Reverse electrical remodeling following pressure unloading in a rat model of myocardial hypertrophy
█ Original article
Ruppert Mihály1,2*, Barta Bálint András2*, Korkmaz-Icöz Sevil1, Li Shiliang1, Oláh Attila2, Mátyás Csaba2, Németh Balázs Tamás2, Benke Kálmán2, Sayour Alex Ali2, Karck Matthias1, Merkely Béla2, Radovits Tamás2*, Szabó Gábor1*
1Ruprecht-Karls Egyetem Szívsebészeti Klinika, Kísérleti Kutató Laboratórium, Heidelberg
2Semmelweis Egyetem, Kísérleti Kutató Laboratórium, Városmajori Szív- és Érsebészeti Klinika, Budapest
*A szerzők azonos mértékben járultak hozzá a közleményhez
Készült Ruppert et al. Hypertens Res 2017; 40: 637–645. közleményének felhasználásával a SpringerNature Kiadó írásos engedélyével (1)

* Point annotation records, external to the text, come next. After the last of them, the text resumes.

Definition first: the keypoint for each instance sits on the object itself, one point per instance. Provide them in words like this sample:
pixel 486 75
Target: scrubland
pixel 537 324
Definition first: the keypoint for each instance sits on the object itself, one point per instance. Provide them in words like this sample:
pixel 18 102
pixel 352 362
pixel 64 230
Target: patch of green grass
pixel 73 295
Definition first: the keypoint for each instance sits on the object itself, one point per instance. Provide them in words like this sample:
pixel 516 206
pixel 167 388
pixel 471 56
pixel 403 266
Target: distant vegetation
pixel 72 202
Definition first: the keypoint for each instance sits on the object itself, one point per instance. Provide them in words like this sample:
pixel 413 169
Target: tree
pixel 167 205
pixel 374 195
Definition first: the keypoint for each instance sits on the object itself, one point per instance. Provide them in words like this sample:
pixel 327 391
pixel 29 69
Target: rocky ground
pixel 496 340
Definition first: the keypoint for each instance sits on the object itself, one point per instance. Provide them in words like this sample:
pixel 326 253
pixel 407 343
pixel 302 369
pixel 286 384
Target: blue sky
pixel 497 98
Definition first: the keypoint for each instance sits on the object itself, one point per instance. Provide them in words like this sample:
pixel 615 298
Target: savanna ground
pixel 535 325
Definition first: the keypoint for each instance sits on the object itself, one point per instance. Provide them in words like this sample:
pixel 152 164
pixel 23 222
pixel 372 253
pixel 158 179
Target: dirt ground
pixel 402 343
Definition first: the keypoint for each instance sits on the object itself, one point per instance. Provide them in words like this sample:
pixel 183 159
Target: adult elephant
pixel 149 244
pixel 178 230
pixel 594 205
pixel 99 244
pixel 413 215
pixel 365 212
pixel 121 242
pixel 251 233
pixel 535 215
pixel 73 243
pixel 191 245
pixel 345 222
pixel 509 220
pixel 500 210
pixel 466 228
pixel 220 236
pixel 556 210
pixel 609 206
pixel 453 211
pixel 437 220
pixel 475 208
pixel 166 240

Introduction: Pressure overload-induced left ventricular myocardial hypertrophy (LVH) is characterized by increased proarrhythmic vulnerability. In contrast, pressure unloading leads to reverse remodeling and decreases LVH-associated arrhythmogenicity. However, cellular changes that occur during reverse electrical remodeling have been studied less. Therefore, we aimed to provide an electrocardiographic characterization of a rat model of LVH that underwent pressure unloading and to simultaneously identify the underlying cellular and functional alterations.

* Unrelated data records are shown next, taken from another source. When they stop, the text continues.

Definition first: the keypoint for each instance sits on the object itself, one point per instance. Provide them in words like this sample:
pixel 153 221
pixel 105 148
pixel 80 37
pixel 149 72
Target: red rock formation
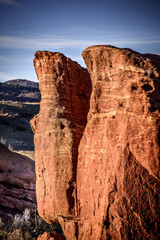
pixel 65 91
pixel 50 236
pixel 118 163
pixel 116 180
pixel 17 181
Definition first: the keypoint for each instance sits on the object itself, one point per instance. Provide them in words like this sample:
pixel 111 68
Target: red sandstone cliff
pixel 17 182
pixel 116 180
pixel 65 92
pixel 118 163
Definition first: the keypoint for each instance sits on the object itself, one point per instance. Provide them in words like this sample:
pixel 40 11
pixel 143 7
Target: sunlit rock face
pixel 17 182
pixel 65 92
pixel 118 162
pixel 99 175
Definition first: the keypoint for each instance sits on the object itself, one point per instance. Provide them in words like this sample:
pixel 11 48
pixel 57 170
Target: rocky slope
pixel 17 182
pixel 20 90
pixel 112 192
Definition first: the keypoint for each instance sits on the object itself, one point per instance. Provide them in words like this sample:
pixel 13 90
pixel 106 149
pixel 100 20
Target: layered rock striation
pixel 17 182
pixel 118 164
pixel 99 177
pixel 65 92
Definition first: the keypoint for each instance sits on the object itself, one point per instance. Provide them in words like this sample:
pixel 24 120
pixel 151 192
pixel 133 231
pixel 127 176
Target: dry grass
pixel 26 226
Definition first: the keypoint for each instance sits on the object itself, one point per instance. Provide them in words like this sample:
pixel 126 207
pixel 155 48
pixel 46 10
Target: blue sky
pixel 69 27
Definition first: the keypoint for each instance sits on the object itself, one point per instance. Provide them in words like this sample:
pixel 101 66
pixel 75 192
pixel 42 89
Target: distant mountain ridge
pixel 23 82
pixel 20 90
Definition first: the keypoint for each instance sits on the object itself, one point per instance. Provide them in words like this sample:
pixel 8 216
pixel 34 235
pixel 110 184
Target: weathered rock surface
pixel 65 92
pixel 113 191
pixel 118 174
pixel 50 236
pixel 17 181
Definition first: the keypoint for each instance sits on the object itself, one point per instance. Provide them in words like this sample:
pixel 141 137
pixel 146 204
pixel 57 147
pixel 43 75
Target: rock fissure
pixel 108 161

Methods: LVH was induced in rats by abdominal aortic banding for 6 or 12 weeks. Sham-operated animals served as controls. Pressure unloading was evoked by removing the aortic constriction after week 6 (Debanded). Serial echocardiography and electrocardiography were performed to investigate the development and the regression of LVH. Protein expression levels were detected by western blot. Myocardial fibrosis was assessed by Picrosirius red staining.
Results: Pressure unloading resulted in the regression of LVH in correlation with the reversion of the prolonged corrected QT interval (cQT: 68.7±1.6 vs. 91.0±1.9 ms Debanded vs. AB week 12, P<0.05). Furthermore, pressure unloading prevented the functional decompensation of LVH and simultaneously preserved adequate atrioventricular conduction (PQ: 47.5±1.2 vs. 53.8±1.9 ms Debanded vs. AB week 12, P<0.05). Finally, pressure unloading effectively preceded the broadening of the QRS complex (QRS: 21.8±0.5 vs. 24.9±0.7 ms Debanded vs. AB week 12, P<0.05) in parallel with the attenuation of interstitial collagen accumulation.
Conclusions: The regression of LVH with maintained cardiac function and decreased myocardial fibrosis contributes to pressure unloading-induced reverse electrical remodeling.